Before-after and advice on cure steroids Winstrol Mickael - Marseille - Bouches du Rhône
August 29 2014
Food and Nutrition for Weight Loss Winstrol Cycle
November 14 2014

Winstrol cycle to dry: Food and Nutrition to adopt

La slimming is this period that generally follows a mass outlet. Its purpose is to strengthen your body and lose fat without touching your muscles. In addition to a good training, Food quality is paramount for the best result. To tap into fat, the number of daily calories must be less than the number of calories burned for the body to use fat reserves.
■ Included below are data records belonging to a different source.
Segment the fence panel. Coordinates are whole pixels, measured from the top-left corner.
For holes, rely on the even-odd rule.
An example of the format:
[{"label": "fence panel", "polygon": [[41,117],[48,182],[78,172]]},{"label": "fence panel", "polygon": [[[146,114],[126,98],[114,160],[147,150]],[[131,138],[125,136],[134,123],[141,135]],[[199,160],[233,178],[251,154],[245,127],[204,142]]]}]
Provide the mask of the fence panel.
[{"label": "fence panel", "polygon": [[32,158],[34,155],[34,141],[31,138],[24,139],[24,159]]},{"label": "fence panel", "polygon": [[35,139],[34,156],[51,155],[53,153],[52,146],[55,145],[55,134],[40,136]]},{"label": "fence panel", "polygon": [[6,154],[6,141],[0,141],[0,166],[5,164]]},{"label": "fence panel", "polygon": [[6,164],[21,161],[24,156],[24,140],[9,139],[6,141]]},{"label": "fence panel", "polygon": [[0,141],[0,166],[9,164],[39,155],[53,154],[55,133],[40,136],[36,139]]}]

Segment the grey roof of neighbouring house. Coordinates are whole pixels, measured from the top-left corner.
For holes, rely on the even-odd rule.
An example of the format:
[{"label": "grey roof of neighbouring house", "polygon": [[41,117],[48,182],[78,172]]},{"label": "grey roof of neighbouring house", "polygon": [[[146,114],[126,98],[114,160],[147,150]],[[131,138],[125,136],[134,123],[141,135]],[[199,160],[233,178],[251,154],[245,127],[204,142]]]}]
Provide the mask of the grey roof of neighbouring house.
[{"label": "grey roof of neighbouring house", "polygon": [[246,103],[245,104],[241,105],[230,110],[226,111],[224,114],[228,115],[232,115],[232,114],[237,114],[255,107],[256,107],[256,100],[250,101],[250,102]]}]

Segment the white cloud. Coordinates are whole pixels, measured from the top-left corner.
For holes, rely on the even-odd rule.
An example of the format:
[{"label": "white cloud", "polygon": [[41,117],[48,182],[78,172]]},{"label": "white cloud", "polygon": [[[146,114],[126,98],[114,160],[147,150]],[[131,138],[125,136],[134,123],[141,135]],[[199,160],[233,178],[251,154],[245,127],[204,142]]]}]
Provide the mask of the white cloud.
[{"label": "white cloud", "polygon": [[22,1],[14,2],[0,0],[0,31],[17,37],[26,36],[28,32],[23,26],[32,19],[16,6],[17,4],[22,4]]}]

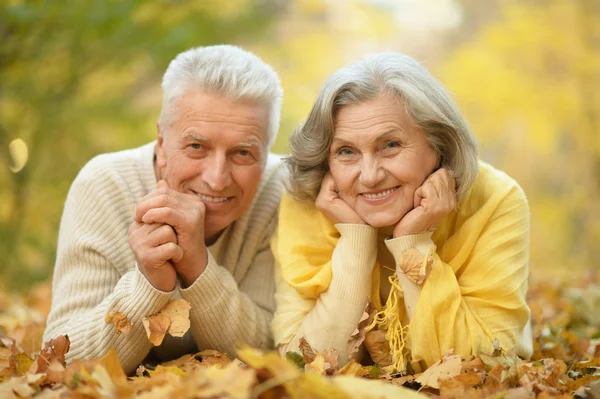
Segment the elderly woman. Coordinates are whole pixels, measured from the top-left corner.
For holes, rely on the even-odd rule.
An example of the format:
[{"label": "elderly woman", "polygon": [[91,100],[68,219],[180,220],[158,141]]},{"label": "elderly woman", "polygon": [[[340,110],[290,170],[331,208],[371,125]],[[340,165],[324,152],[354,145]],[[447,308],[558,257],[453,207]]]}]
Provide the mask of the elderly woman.
[{"label": "elderly woman", "polygon": [[342,68],[290,146],[271,243],[282,353],[303,338],[342,363],[362,357],[360,323],[390,372],[498,343],[531,355],[527,199],[478,160],[467,123],[421,65],[383,53]]}]

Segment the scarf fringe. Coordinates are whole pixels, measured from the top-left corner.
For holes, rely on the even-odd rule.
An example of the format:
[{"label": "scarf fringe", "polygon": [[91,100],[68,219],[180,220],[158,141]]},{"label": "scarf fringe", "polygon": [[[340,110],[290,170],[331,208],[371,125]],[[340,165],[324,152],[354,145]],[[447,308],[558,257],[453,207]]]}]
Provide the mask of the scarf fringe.
[{"label": "scarf fringe", "polygon": [[406,338],[408,334],[408,326],[402,326],[400,314],[402,302],[400,301],[400,283],[396,273],[389,278],[391,285],[390,295],[383,310],[377,312],[373,322],[366,328],[371,331],[378,327],[379,330],[386,332],[385,339],[389,342],[390,352],[392,354],[392,364],[385,367],[384,370],[390,374],[408,372],[408,359],[404,354],[406,347]]}]

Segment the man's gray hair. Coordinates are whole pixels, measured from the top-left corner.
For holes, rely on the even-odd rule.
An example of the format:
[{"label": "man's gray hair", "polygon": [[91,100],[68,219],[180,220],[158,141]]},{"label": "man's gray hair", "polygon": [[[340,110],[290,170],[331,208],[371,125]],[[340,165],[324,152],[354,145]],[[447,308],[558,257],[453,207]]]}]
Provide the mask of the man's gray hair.
[{"label": "man's gray hair", "polygon": [[344,67],[323,84],[306,121],[290,136],[290,193],[315,200],[329,170],[335,118],[344,105],[382,95],[401,100],[411,122],[423,129],[441,165],[454,174],[460,200],[479,173],[477,142],[449,93],[409,56],[379,53]]},{"label": "man's gray hair", "polygon": [[192,90],[269,108],[268,148],[279,130],[283,90],[277,73],[256,55],[231,45],[196,47],[177,55],[162,81],[163,105],[158,125],[163,134],[173,123],[177,101]]}]

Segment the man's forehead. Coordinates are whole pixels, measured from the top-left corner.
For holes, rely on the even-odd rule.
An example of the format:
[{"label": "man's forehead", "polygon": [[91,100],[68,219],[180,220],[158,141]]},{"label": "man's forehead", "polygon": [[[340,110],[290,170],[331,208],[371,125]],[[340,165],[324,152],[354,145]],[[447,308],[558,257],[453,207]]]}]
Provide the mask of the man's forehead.
[{"label": "man's forehead", "polygon": [[[181,139],[184,141],[195,140],[212,144],[213,141],[223,141],[226,137],[219,136],[216,139],[211,139],[201,133],[187,132],[181,135]],[[264,143],[260,141],[260,138],[255,134],[249,134],[246,137],[237,137],[237,140],[228,141],[233,141],[233,145],[236,147],[262,147],[264,145]]]}]

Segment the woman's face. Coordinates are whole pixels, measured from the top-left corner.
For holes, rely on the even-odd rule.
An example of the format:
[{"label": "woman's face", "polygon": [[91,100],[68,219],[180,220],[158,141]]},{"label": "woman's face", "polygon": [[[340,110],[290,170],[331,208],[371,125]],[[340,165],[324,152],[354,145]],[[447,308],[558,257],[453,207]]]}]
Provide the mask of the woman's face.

The difficulty of this program is that it takes your body uses only the fat reserves without destroying your muscles to provide energy.

THE'carbohydrate intake must progressively decrease the benefit of food and food supplements rich in protein and amino acids that are potent catabolic. Contributions should remain steady but moderate amounts and at glycemic index low to cause no storage form of fat.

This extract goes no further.